According to Sophocles’ story, a decade later the soldiers returned to the island to retrieve Philoctetes, realizing they could not win a battle without their great warrior and his magic bow.

And while his superior officers had no other purpose but to use him in battle, the Greek chorus imagined and described the many difficulties Philoctetes faced during his exile; for the chorus and the audience it was an experience in empathy.

What followed was the systematic study of empathy.

Numbered among empathy’s advocates were Rousseau, Schopenhauer and Adam Smith; empathy’s many opponents were Spinoza, Kant and Nietzsche.

For some, empathy was a vital bridge between the individual and their community, a fundamental way of linking our own interests to the interests of others.

Those opposing empathy worried that it might compel us to make decisions in terms of emotional rather than rational factors.

In Rhetoric, Aristotle argued empathy is a painful but necessary vicarious emotion directed at another person’s misfortunes and suffering, and matters deeply for our own lives.

Rousseau argued that an awareness of one’s own weaknesses and vulnerabilities is a necessary pre-condition for empathy.

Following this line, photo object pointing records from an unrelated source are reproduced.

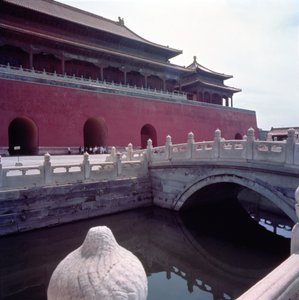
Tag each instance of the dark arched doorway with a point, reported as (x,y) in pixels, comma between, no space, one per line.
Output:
(23,137)
(95,133)
(148,132)
(238,136)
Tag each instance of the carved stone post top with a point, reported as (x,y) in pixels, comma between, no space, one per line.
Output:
(47,157)
(168,139)
(85,157)
(250,134)
(291,134)
(190,135)
(217,133)
(297,195)
(130,146)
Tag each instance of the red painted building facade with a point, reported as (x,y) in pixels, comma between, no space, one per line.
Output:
(69,78)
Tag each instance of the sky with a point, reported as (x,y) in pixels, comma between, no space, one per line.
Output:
(256,41)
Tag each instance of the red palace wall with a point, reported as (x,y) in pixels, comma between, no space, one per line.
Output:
(60,114)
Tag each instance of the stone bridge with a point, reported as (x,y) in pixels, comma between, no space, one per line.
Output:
(269,168)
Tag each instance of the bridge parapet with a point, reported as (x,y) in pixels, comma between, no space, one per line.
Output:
(248,149)
(129,164)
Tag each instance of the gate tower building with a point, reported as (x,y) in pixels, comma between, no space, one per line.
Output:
(69,78)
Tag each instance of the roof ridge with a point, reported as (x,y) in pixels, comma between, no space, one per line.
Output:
(82,11)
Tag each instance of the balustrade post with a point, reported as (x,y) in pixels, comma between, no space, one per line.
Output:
(118,164)
(250,144)
(290,146)
(1,173)
(190,144)
(130,152)
(149,150)
(47,169)
(113,154)
(269,137)
(86,165)
(295,231)
(216,146)
(168,148)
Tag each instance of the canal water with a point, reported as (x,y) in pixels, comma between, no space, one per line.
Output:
(212,252)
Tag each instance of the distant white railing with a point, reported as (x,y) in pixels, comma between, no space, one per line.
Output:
(116,166)
(248,149)
(135,162)
(88,82)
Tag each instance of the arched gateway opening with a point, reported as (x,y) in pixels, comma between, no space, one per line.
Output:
(23,137)
(95,133)
(148,132)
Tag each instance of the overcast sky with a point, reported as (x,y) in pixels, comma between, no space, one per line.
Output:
(256,41)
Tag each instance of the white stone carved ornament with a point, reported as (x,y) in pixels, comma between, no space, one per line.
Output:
(99,269)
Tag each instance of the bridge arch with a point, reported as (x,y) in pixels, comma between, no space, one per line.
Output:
(261,188)
(95,132)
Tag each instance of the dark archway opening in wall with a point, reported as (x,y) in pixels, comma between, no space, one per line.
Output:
(238,136)
(95,133)
(148,132)
(224,211)
(23,137)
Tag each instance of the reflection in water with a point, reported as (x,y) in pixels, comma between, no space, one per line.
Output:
(203,254)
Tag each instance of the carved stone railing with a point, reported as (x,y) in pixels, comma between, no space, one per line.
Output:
(117,166)
(248,149)
(88,83)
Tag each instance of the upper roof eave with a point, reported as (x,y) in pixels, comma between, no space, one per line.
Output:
(198,67)
(65,12)
(93,48)
(208,84)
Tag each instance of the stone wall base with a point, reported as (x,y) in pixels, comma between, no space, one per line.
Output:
(27,209)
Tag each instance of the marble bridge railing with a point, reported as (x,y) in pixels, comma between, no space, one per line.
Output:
(109,87)
(117,165)
(133,163)
(249,149)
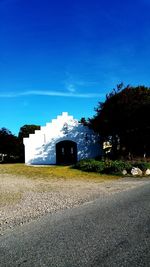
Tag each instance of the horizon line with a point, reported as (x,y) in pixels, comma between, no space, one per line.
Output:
(50,93)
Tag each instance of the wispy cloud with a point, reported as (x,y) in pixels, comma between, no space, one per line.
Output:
(51,93)
(71,88)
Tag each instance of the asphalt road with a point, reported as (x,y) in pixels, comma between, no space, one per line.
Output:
(113,231)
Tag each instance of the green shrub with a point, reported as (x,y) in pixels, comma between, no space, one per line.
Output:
(116,167)
(143,166)
(108,166)
(90,165)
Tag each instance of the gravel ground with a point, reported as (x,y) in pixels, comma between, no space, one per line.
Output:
(38,197)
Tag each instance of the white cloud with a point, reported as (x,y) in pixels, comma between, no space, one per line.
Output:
(71,88)
(50,93)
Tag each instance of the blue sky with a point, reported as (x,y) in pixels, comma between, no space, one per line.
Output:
(66,55)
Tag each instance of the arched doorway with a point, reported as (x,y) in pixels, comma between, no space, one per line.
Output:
(66,152)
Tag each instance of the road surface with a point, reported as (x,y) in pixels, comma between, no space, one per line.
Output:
(111,231)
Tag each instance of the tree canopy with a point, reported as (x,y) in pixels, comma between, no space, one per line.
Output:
(123,119)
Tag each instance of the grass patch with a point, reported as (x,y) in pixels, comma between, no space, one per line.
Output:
(51,172)
(7,198)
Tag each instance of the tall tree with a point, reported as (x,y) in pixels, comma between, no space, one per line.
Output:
(24,131)
(123,119)
(8,145)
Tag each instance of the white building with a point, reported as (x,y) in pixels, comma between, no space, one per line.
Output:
(62,141)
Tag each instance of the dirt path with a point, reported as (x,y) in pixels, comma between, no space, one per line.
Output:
(23,199)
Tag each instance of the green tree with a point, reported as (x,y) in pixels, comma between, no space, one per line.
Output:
(123,119)
(9,145)
(24,131)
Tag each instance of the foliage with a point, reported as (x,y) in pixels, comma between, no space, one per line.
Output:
(24,131)
(90,165)
(8,145)
(107,167)
(123,120)
(143,166)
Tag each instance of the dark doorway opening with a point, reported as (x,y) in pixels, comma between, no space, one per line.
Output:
(66,152)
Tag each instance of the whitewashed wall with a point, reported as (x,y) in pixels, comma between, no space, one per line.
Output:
(40,147)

In Emile, Rousseau writes: “Why are kings without pity for their subjects? Because they count on never being common human beings. Why are the rich so hard toward the poor? It is because they have no fear of being poor… make him understand well, that the fate of all these people can be his, and that all their ills are there in the ground beneath his feet, that countless unforeseen and inevitable events can plunge him into them from one moment to the next. Show him all the vicissitudes of fortune.”

There are laboratory data to support Rousseau’s wise lessons.

In a recent issue of Science, researchers found that seeing a loved one endure a slight electric shock activated an area in the brain of the observer responsible for processing pain, pointing to a possible neurological basis for empathy. Through what are referred to as mirror neurons, reflective brain areas of observers appear to recreate the unpleasant experience — neurologically, they sensed the other’s pain.

When individuals watched their partners being shocked, their own sensory cortex was quiet but emotional centers in their brains sprang into action.

We do seem to put ourselves in another’s emotional shoes, and it may be hard-wired.

Empathy, as it is with other emotional responses, may have gradually evolved in humans, but such responses may be shared by other species.

For example, monkeys will stop eating if they see that pressing a lever delivering food causes a second monkey to be shocked.

To many critics, empathy can provide a powerful vision of social justice and can repudiate our modern tendencies toward the dehumanization of others.

Our public institutions can commit themselves to cultivating in students the ability to imagine the experiences of others and participate more actively in their sufferings.

Often bereft of vision, our own political leaders must develop an ability to take on, in their imaginations, the lived experiences of the many diverse groups they supposedly serve.

Martha Nussbaum, in her book Upheavals of Thought: A Theory of Emotions writes: “Tragic pity provides a powerful vision of social justice, and that judgment that does not employ the intelligence of compassion in coming to grips with the significance of human suffering, is blind and incomplete.”